In order to achieve the most cost-effective machining, it is necessary to establish a balance between the material’s cost and its machinability. Most plastics and softer metal alloys are more accessible to process than more robust, harder metals. As a result, parts can be made faster, and services are more affordable the more machinable a material is.

Time & Labor

The time that it takes to make an item is a substantial cost issue for CNC machining. Longer machining times are required for complex and massive products, which increases your overall expenses. But with larger quantities of parts, CNC machining set-up expenses are significantly reduced. Larger quantities of machined parts may offer cheaper unit costs at the beginning of a project.

Parts Design

By optimizing your parts design for fast production with less manual repositioning necessary, you can dramatically decrease expenses. These major design elements should be taken into consideration.

• The Smaller design elements necessitate more machine passes and are more prone to vibration. Which makes accuracy more complex and takes a longer manufacturing time.
• Cavity instruments can be utilized to make cuts in the body. It reduces the size and thickness of the pocket.
• The thickness of the wall should be between 0.03 and 0.06 inches thick. Multiple passes with the tool at low cutting depths are required for thinner walls.
• Standard-sized holes can be drilled quickly, while non-standard-sized holes require an end mill tool, increasing cost and machining time.
• Reducing the number of milling passes is better if the radius inside corners has a length to diameter ratio of 3:1 or less.

These five techniques in part design or material selection can lower the cost of machined parts while increasing their usability and longevity.

Ease with Corner Pockets

Look inside an electronics enclosure or a bracket that holds a rectangular component. Leaving the vertical wall intersections on those part features completely crisp is a standard design error. To fix this, EDM machines are perfect but slow and expensive.

Using a small end mill on a CNC machine, you can round off corners.
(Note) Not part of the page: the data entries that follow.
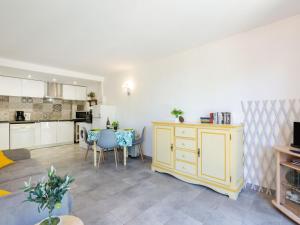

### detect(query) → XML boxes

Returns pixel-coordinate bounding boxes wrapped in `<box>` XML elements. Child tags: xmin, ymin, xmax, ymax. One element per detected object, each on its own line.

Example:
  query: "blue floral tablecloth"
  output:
<box><xmin>88</xmin><ymin>130</ymin><xmax>135</xmax><ymax>147</ymax></box>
A 0.031-inch endmill in 304 stainless steel leaves a 0.016-inch corner radius. It’s sharp, delicate & cost-effective.

Avoid Text Until Molding

A more time-consuming, but visually efficient method is text engraving, which should be avoided if possible. Using another ball end mill, the letters, numbers, and symbols on the CAD model are traced. However, injection-molded parts are more likely to benefit from this type of finish since it is more visually appealing.

Keep an Eye on Thin Walls and Their Features

If you have 0.020-inch or smaller features, an automated quoting system will highlight a thin-wall geometry, but keep in mind that it will still need machining. Therefore the machined part may differ significantly from your original design. Thin walls of 0.020 in. or less are not only prone to breaking during the milling process, but they may also bend or distort afterward.

A Similar Type of Part Can Save You Money

In many cases, ordering numerous similar parts at the exact time allows for a significant reduction in the setup and programming time needed.

Selectively Use high-tolerance Features

Making sure you only specify high tolerances for crucial parts is the best method to save money on machining. For example, don’t rely solely on the default CAD system dimensioning in the cosmetic visual surface. Use +-.020 accuracy instead of +-.002 for some features. The cost of the part will be reduced by a significant amount.